The server code, if it matters is below:

#include <zmq.h>
#include <assert.h>
#include <string.h>
#include <iostream>
int main(void)
{
    void *ctx = zmq_ctx_new();

    void *socket = zmq_socket(ctx, ZMQ_STREAM);
    int rc = zmq_bind(socket, "tcp://*:8080");
    uint8_t id[256];
    size_t id_size = 256;
    char msg[4096];
    size_t msg_size = 4096;
    int nCount = 0;
    char http_response[] =
        "HTTP/1.0 200 OK\r\n"
        "Content-Type: text/plain\r\n"
        "\r\n"
        "Hello, World!";
    int nResponseLen = strlen(http_response);
    while (1) {
        id_size = zmq_recv(socket, id, 256, 0);
        msg_size = zmq_recv(socket, msg, sizeof(msg), 0);
        msg[msg_size] = '\0';
        std::cout << ++nCount << " -----\n";

        zmq_send(socket, id, id_size, ZMQ_SNDMORE);
        zmq_send(socket, http_response, nResponseLen, ZMQ_SNDMORE);

        zmq_send(socket, id, id_size, ZMQ_SNDMORE);
        zmq_send(socket, 0, 0, ZMQ_SNDMORE);
    }
    zmq_close(socket);
    zmq_ctx_destroy(ctx);
    return 0;
}

Using JMeter, users=1000

1
OS is windows. Yes, aware of the possibility to increase the FD_SETSIZE as a work around. But more interested in finding out what is the right way of achieving the maximum no. of concurrent connections (with ZMQ and if possible how other frameworks have avoided this problem). If each connected client of ZMQ socket demands a new FD, then we are back in the game of good old 'one thread per client' style of resource-hungry server problems (slashdot, c10k etc..). FD may be cheaper than thread, but still scalability bottleneck.Gopalakrishna Palem

1 Answers

1
votes

What exactly do you mean when you say "each connection is opened and closed immediately"? You bind on a stream socket, which accepts incoming requests in the while loop, which runs perpetually and never closes anything. The call to zmq_close(socket); after the loop is never reached.

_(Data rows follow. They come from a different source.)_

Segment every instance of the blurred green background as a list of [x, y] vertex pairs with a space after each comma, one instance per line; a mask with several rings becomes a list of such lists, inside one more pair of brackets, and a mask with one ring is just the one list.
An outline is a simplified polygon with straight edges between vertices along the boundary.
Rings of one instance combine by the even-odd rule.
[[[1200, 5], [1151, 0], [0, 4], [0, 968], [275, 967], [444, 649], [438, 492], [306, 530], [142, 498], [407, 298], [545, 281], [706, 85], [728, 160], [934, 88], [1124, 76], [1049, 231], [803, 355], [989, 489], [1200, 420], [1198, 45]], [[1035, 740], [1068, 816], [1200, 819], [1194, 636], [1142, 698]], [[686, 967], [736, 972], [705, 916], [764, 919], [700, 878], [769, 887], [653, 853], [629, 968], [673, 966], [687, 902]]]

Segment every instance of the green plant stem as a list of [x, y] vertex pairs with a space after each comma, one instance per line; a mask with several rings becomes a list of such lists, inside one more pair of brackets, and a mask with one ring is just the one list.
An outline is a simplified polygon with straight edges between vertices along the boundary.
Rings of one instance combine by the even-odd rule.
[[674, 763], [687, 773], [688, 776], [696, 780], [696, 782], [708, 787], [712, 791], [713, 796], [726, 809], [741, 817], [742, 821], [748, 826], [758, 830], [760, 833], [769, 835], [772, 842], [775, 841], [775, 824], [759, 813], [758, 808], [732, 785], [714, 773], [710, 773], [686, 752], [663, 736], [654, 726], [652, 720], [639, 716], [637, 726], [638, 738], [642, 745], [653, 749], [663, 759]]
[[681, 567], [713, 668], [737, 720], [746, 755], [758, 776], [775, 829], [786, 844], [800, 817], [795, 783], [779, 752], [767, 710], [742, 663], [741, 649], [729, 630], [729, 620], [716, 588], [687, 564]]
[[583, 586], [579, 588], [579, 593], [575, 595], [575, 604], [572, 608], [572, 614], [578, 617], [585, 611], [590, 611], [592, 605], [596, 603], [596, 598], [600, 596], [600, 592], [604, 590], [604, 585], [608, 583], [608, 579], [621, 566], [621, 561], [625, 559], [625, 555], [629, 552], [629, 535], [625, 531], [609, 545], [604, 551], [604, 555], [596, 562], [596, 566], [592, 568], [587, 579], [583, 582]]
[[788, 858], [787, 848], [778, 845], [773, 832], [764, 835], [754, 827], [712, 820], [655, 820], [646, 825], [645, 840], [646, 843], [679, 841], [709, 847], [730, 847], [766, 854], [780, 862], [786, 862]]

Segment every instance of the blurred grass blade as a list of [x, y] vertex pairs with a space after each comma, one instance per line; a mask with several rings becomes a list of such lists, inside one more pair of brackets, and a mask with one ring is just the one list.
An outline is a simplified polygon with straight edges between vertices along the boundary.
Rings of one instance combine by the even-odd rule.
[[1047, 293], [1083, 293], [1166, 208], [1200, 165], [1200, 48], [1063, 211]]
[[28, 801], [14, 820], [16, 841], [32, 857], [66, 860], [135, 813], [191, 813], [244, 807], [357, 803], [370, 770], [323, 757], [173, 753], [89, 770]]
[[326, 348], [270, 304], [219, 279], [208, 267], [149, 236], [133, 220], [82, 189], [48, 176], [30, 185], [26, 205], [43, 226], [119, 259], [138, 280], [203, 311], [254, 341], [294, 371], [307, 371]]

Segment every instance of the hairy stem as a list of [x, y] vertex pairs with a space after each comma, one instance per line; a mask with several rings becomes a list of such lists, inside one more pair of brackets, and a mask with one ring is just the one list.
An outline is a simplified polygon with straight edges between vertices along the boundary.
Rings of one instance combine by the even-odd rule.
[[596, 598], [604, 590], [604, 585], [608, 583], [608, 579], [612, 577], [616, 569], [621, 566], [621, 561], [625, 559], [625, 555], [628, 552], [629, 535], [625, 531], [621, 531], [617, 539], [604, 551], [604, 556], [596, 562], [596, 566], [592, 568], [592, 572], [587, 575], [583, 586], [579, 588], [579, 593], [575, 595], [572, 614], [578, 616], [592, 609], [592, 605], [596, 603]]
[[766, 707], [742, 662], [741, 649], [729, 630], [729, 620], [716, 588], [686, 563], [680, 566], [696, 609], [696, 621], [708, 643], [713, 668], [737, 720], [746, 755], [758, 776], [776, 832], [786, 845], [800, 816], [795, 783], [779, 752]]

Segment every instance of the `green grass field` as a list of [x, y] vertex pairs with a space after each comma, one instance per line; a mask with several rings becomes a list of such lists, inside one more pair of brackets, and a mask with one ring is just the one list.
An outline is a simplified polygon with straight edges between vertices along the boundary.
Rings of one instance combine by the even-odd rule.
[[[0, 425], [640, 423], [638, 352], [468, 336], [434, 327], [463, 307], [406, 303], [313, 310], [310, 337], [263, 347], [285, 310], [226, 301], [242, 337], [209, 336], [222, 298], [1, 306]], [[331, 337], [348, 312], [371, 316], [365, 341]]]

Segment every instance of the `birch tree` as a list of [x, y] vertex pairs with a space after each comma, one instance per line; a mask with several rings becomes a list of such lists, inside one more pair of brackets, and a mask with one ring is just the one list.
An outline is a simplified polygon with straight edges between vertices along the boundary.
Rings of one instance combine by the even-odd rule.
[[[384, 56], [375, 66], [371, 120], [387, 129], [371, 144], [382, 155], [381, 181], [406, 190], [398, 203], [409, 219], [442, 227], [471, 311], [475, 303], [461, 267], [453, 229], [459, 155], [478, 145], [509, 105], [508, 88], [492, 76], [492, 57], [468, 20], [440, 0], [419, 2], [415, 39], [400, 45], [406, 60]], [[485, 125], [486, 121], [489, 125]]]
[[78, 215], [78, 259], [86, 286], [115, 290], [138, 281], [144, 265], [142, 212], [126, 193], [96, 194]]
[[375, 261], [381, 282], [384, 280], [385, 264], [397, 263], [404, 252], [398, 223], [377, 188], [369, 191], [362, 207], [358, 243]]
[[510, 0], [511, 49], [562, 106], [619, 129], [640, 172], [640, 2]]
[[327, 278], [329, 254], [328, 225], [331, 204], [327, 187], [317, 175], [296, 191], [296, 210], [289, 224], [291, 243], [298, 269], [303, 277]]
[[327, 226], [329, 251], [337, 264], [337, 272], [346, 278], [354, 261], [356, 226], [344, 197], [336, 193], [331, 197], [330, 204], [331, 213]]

Even the last part of the message explicitly uses ZMQ_SNDMORE, which should keep the connection open waiting for more text. Presumably to allow a small number of clients a lower overhead for repeated connections, I guess. It should probably be:

zmq_send(socket, 0, 0, 0);

I don't know which of these issues would release the resources to allow a larger number of clients, if either, but probably it's an abuse of ZMQ (or at least misguided) to try and write an HTTP server in it or try to make it scale to millions of concurrent peers/clients.

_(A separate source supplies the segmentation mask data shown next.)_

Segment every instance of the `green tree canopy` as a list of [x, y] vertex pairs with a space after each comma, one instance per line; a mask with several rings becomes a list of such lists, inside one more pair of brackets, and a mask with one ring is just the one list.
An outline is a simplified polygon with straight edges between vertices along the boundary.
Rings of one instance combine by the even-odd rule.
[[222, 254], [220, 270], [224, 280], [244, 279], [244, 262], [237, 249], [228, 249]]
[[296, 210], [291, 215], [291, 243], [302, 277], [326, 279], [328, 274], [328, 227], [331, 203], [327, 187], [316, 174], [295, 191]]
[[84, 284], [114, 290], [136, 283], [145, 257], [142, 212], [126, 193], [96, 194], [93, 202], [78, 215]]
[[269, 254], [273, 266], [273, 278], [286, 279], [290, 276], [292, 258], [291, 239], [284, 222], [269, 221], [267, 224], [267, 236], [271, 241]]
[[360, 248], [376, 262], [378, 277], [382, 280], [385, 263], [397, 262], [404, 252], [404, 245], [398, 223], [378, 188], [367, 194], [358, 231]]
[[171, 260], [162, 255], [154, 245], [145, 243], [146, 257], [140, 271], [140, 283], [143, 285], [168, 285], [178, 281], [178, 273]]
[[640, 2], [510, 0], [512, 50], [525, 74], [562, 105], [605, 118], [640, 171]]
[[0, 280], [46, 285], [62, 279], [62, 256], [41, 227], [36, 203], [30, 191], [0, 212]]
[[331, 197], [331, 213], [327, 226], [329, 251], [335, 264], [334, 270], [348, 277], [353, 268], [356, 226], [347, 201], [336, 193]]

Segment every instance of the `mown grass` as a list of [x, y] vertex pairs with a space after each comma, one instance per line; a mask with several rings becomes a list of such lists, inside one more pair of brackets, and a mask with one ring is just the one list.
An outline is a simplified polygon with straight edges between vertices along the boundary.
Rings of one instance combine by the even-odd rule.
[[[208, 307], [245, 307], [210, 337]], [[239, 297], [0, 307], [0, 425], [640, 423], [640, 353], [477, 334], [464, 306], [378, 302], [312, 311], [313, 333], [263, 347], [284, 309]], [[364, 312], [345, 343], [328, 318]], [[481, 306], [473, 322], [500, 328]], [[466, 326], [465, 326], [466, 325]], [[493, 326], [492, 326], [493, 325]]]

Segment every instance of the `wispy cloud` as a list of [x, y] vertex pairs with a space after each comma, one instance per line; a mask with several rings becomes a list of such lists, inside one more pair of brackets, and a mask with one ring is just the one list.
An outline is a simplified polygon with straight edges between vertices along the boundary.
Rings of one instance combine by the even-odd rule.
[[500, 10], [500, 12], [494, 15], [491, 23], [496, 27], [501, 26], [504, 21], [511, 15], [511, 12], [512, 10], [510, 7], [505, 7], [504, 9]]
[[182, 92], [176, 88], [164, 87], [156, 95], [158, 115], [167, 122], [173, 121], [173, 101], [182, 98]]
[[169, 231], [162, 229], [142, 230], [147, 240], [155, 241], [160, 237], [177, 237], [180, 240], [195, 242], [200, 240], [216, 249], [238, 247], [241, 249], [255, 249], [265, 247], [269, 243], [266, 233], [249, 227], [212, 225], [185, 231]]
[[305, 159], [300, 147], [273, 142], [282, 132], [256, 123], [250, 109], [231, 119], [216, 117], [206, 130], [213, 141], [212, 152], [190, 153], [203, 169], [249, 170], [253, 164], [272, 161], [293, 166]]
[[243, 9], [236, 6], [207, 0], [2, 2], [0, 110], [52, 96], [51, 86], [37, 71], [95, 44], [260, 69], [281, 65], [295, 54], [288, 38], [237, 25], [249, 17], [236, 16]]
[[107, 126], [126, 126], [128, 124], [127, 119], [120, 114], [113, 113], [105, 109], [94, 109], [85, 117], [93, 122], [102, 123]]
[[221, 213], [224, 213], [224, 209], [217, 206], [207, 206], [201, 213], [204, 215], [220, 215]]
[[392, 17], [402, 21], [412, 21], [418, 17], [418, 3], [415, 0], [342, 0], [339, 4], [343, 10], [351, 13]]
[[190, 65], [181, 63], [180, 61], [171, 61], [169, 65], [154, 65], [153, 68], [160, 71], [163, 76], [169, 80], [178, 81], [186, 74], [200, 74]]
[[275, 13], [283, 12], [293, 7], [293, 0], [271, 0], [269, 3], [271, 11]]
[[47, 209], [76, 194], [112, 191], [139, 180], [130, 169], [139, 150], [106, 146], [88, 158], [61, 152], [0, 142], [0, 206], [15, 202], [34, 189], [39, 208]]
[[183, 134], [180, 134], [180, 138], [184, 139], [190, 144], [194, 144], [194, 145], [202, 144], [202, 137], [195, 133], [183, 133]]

node.js and nginx are event based concurrent I/O systems, they are significantly different architecturally from ZMQ, and they are made to solve different problems. Trying to make ZMQ into them is going about things the wrong way. What you probably want is to use node.js with socket.io, or if you're using it for HTTP then just use it's native http module.